The Lessons of Dialogue Applied to Quoted Material

Because quoted material is always part of a dialogue, engaged in conversation with the narrator, the reader, and other voices in the text, quotes should serve multiple purposes: providing tension

furnishing subtext

complicating the narrative

advancing character, plot, themes, or ideas

Lastly, quotes should be distinct, easily attributable not only through tags but through voice and character.

Quoting Primary and Secondary Sources

As in dialogue, we want to quote our interview subject when the quote is going to work on several levels. What makes a quote good still rests on its dynamic interplay with other elements in the book, other voices, the way it agrees or disagrees and the way the narrator exploits this dynamic effect.
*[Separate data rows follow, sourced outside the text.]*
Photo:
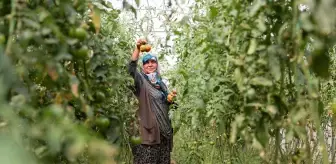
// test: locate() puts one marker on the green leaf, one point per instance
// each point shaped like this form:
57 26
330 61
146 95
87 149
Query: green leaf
274 62
213 12
320 65
261 81
253 46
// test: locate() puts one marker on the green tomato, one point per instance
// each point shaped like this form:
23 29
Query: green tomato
81 53
102 122
80 33
99 96
136 140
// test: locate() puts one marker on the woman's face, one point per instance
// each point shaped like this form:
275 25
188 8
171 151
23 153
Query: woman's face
150 66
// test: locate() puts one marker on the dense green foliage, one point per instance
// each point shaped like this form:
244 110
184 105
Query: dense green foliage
260 78
255 82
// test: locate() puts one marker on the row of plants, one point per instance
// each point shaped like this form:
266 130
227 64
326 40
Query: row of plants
260 75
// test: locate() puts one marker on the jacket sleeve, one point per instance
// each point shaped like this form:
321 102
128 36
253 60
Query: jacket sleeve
132 70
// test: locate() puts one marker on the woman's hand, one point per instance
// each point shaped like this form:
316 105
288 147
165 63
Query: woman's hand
136 52
140 42
171 96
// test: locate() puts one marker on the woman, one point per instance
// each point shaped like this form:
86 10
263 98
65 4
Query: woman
154 124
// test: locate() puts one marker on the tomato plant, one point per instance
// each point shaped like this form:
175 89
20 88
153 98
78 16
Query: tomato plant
64 85
256 76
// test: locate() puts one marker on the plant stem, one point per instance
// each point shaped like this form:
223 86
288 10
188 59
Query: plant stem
12 22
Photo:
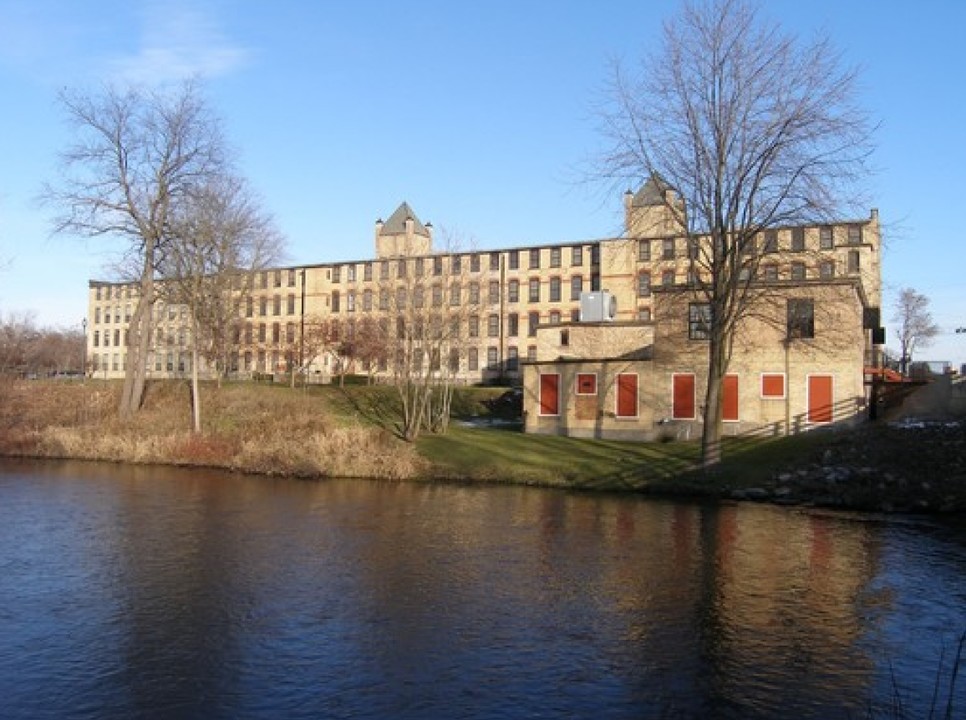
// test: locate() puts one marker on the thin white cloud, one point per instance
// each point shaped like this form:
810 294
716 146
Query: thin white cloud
178 42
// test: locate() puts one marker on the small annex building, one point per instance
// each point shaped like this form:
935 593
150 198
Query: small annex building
799 354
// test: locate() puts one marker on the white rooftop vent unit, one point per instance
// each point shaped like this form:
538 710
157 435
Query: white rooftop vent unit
598 306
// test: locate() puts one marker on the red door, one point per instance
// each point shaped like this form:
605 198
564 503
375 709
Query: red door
627 395
682 407
819 398
729 398
549 397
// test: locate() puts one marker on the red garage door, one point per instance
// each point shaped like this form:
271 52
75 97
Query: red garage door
549 397
819 398
627 395
683 397
729 398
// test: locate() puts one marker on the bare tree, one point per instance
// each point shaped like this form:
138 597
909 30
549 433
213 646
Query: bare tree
915 326
138 157
747 129
219 239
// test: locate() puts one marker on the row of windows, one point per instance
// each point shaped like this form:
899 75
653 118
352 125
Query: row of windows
454 294
667 248
799 319
436 265
797 271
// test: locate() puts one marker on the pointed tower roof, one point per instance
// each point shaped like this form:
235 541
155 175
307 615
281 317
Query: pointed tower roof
396 224
652 194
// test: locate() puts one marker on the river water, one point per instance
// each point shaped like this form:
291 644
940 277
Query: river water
162 593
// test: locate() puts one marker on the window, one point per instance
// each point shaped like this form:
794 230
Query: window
801 318
825 238
576 287
533 319
554 289
586 383
853 261
627 395
534 292
773 386
682 396
644 285
644 250
549 401
667 249
771 241
699 321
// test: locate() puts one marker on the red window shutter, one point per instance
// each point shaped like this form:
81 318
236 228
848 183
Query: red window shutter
683 397
549 398
773 385
627 395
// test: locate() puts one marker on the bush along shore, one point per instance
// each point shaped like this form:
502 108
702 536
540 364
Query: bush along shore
323 432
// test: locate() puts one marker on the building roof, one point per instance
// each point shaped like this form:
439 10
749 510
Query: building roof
396 224
652 193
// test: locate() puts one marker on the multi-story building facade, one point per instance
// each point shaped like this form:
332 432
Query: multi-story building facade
498 311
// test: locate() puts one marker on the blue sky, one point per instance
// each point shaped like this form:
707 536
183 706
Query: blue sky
477 114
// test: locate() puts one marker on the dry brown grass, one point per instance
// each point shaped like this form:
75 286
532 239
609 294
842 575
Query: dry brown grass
247 428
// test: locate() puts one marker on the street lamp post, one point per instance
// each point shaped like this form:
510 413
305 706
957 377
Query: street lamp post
84 350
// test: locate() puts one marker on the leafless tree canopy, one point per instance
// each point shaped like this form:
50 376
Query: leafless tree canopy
751 129
914 325
138 158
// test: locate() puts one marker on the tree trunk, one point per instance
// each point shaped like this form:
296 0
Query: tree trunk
711 431
138 345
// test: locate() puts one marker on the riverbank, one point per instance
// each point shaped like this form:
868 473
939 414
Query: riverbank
348 432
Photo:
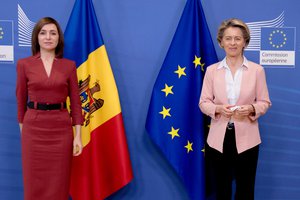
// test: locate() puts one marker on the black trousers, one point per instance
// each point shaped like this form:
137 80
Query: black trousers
230 165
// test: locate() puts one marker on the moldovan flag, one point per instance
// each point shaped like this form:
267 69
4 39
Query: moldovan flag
104 165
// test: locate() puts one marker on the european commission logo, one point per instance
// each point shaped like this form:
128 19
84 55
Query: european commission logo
277 46
6 41
275 43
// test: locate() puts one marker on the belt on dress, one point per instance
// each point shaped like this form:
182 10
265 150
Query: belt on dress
46 106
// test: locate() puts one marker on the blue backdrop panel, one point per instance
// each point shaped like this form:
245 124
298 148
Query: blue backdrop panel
137 35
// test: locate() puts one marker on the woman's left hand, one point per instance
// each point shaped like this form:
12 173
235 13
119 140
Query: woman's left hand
245 110
77 146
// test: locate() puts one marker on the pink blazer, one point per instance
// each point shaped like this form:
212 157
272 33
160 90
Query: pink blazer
253 91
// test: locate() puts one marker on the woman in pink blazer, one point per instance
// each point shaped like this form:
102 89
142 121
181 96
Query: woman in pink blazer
234 95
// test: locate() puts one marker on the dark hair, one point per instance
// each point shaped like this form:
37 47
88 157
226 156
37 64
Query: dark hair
35 47
233 22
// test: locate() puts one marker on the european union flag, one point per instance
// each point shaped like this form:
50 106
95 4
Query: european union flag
6 30
175 122
278 39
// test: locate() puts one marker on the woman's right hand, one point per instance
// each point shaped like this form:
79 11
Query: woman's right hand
224 110
21 126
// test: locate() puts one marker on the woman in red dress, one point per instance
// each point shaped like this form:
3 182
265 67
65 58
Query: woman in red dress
44 81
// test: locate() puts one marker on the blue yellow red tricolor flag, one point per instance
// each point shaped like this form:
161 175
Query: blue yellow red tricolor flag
104 165
175 122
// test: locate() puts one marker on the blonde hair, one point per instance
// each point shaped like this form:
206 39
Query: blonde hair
233 22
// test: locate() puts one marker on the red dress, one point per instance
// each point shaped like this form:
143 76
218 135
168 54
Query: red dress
47 136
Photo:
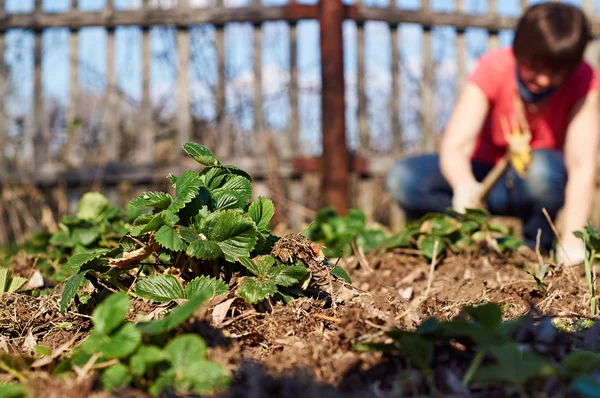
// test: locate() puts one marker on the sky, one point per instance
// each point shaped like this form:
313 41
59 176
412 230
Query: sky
238 43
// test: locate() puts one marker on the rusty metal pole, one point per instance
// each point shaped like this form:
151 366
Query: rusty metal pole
335 161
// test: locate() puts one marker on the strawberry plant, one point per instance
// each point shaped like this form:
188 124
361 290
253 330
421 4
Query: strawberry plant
136 354
209 229
456 232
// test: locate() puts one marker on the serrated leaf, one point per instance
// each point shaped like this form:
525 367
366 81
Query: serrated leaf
169 238
119 344
160 288
236 187
186 189
341 273
235 233
111 312
205 283
70 290
116 377
204 250
255 291
285 275
249 264
79 260
91 206
158 200
190 371
261 211
146 356
189 234
201 154
177 316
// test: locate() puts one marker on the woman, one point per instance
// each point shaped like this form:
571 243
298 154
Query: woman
542 78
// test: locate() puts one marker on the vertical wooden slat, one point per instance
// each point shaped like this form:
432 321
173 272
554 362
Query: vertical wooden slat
494 40
146 146
397 137
4 84
112 99
38 155
259 125
184 128
427 110
220 94
71 149
461 51
294 124
361 111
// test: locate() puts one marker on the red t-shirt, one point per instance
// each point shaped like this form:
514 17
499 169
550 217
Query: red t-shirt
494 73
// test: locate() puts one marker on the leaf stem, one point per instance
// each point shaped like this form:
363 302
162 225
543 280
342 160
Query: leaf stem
473 367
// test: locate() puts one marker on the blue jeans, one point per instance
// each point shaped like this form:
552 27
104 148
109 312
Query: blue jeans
418 187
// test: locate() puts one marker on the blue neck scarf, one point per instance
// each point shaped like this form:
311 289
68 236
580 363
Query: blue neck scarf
530 97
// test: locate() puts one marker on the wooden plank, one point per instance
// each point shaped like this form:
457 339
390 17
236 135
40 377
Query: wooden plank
184 115
146 146
461 52
38 145
76 19
113 143
397 141
294 123
4 87
361 111
257 146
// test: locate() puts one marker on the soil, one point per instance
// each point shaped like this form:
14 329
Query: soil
306 349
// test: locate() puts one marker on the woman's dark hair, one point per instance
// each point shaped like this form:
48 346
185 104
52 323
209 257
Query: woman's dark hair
552 36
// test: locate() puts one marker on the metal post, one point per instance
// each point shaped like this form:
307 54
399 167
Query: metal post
336 157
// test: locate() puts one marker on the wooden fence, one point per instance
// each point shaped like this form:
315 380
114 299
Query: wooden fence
127 162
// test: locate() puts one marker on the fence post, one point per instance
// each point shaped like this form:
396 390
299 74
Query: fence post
335 158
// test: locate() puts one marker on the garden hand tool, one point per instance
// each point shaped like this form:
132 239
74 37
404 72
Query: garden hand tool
518 155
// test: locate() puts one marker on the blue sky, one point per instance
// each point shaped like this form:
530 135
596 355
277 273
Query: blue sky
92 70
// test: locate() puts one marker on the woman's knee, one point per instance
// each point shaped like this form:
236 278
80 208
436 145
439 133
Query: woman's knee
547 177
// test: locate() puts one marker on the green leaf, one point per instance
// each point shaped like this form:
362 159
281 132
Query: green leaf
190 371
201 154
249 264
261 211
341 273
186 189
146 356
92 205
264 264
119 344
255 291
427 244
70 289
489 315
178 315
158 200
62 239
160 288
111 312
236 191
168 238
116 377
204 250
217 287
288 275
79 260
235 233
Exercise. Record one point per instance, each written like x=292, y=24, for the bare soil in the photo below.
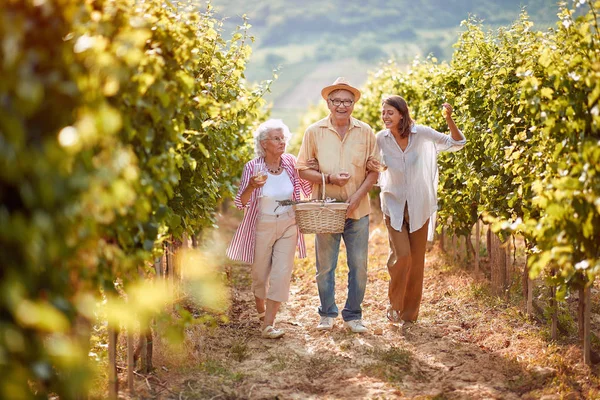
x=465, y=345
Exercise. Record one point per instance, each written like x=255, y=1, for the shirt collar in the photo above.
x=326, y=122
x=413, y=129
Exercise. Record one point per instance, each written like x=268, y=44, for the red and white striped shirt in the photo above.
x=243, y=242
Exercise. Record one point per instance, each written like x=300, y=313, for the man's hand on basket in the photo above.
x=339, y=179
x=313, y=163
x=354, y=201
x=255, y=182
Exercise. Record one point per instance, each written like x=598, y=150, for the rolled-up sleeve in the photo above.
x=246, y=173
x=307, y=151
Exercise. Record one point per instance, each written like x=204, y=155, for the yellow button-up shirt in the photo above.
x=321, y=141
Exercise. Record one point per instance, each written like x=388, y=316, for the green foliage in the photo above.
x=527, y=102
x=121, y=123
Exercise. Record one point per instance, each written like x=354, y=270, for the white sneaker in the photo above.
x=271, y=333
x=355, y=326
x=326, y=324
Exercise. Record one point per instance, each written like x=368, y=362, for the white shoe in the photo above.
x=356, y=326
x=326, y=324
x=271, y=333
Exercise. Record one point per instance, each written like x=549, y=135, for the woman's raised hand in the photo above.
x=446, y=110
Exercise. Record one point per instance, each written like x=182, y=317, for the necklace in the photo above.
x=274, y=171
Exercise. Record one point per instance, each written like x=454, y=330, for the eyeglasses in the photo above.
x=337, y=102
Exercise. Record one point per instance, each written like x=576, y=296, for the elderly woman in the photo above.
x=268, y=235
x=408, y=184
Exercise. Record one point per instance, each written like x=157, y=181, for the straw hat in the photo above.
x=340, y=83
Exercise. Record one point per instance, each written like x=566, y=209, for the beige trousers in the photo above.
x=405, y=265
x=276, y=241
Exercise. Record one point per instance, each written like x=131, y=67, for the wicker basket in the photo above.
x=319, y=216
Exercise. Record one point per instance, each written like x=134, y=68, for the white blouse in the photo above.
x=277, y=187
x=412, y=175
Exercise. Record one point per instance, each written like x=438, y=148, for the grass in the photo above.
x=391, y=364
x=239, y=351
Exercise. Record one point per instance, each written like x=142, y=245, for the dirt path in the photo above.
x=466, y=345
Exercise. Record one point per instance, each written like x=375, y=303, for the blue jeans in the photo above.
x=327, y=248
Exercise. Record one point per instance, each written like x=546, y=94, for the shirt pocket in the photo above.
x=359, y=155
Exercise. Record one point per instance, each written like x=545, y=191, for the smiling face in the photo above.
x=274, y=142
x=391, y=117
x=341, y=111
When we quote, however, we have the added dimension of including another concrete element into our text, the person quoted. We also draw upon the authority of the person we quote—their expertise.

As a rule, the narrator should introduce quoted material and after the quoted material, the author should interpret it. The quote offers support for the narrator’s idea, not the other way around.

Using Interview, Secondary, and Primary Sources

When we transcribe research information into our book, it is crucial to understand the difference between objective and subjective information . You needn’t attribute objective information from your interview subject but you need to attach subjective information to a character—generally. There’s a lot of gray area here, and we might well use information, both details and observations, from interview subjects to inform how we describe a scene.